We had enough rope to finish, and I could retrieve my stuck rope the following day. As much as it annoyed me, it seemed best to climb down and finish the canyon. The consequences of falling were high, and would put a lot of stress on my friends who where in an environment even more peculiar than how I saw it.

The others had gotten quite cold waiting for me, and I could no longer feel my fingers. I told the others to keep moving whilst I warmed my fingers in my arm pits.

We plodded through the snow, sliding down many small drops, occasionally falling through, and just enjoying the scenery, never knowing what would be around the next bend. My favourite part of the canyon were the following two pitches.

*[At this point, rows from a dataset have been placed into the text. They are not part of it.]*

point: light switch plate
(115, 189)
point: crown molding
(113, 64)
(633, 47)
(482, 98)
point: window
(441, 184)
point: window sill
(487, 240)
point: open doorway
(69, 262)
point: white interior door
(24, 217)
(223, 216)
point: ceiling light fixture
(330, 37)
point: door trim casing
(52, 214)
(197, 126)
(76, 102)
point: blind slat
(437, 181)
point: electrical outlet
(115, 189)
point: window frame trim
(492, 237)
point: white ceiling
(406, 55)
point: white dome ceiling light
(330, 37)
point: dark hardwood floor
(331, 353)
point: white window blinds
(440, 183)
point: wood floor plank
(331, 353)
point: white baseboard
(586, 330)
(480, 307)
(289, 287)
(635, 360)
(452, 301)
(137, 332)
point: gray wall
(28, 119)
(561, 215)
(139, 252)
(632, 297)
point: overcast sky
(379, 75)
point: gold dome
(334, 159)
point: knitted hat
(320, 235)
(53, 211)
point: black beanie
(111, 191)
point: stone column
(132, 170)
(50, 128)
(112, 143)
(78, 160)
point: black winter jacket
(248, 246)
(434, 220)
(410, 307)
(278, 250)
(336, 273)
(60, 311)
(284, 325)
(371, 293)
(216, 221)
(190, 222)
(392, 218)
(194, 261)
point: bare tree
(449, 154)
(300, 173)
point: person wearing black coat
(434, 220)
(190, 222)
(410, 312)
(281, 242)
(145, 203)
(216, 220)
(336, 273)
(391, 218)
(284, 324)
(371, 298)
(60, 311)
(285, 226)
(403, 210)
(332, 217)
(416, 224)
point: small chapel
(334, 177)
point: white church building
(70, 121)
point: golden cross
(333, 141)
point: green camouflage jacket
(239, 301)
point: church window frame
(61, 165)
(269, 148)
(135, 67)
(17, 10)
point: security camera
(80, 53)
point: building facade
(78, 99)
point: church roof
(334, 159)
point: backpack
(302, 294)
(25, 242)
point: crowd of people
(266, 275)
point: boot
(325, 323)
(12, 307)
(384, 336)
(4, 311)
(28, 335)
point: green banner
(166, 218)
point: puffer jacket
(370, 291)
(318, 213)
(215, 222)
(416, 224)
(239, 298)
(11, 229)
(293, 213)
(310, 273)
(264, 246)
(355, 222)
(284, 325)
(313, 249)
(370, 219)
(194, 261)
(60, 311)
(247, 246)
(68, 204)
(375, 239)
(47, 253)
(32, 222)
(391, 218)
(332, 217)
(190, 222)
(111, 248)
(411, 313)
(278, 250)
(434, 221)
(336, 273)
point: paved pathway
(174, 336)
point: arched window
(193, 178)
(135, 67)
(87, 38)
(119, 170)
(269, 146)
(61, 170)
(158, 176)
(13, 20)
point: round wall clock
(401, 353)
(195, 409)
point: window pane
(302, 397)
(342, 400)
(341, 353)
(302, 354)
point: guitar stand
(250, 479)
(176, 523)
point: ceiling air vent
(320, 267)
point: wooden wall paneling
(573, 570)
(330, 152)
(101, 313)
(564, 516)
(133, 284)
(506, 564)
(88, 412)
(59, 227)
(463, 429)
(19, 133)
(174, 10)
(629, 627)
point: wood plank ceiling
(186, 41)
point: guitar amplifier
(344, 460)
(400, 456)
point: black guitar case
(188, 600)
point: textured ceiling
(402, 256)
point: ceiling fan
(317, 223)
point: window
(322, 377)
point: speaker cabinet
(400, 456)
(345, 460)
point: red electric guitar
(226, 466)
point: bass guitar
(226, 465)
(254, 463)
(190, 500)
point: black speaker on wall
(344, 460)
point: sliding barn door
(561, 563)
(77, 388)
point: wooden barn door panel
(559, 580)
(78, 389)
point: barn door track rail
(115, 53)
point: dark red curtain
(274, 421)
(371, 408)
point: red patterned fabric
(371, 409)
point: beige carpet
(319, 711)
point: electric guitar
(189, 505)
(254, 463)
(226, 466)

I couldn’t find bolts for any of these pitches. But we found some good logs to anchor off. They looked pretty frozen in place, but we backed it up with a meat anchor just in case. We seemed to be making better time now, but when I checked my map it appeared we were only an eighth of the way down the creek so I tried picking up the pace a bit.

Some way down, we came across another small pitch. We couldn’t slide down this one. It was slightly overhung, and the walls were slanting down so you couldn’t really see the floor, despite knowing it wasn’t very far down. Following this we encountered many slides, snow covered log jams, log ladders and other winter wonders. For the next hour or so, the canyon was tracked by a four legged creature with a lot less mass then us, but even so it seemed to take a good path of least resistance.

Soon the canyon began to open up. Badon took off his tape harness that was starting to uncomfortably slip down. We tried exiting up onto the ridge on our left, to escape the uneven footing of the creek with its fallen trees and flotsam. On our second attempt, this paid off and we made much better time. I was sure now that we wouldn’t be overtaken by darkness. Now and then we picked up an old trail, even finding some rotting planks nailed to a tree. A saw hanging from a branch… but it was faint and the majority of the time we threaded our own way through the trees.

We hit the road we were aiming for. Walked to the highway and stuck our thumbs out. Several cars and trucks past. I started taking my harness off, and before I had finished a sedan pulled over. Bill, a Jasper local was happy to give us a ride back into town. On the way he told us of his attempt at climbing Mt Robson, and multi-day trips into Cadomin Cave. Adventure…

We were all a little sore and all very hungry. We sorted gear and went for a feed. What a good day it had turned out to be! I think no one was was exception the day to turn out like it had. I was happy to introduce a couple of people to a new sport!

The following day I toured up with Badon to retrieve my rope. We dropped the first pitch, pulled the rope up, ascended, and then skied and boarded back down to my car. We’d both independently hitch-hiked up and arrived within a minute of each other.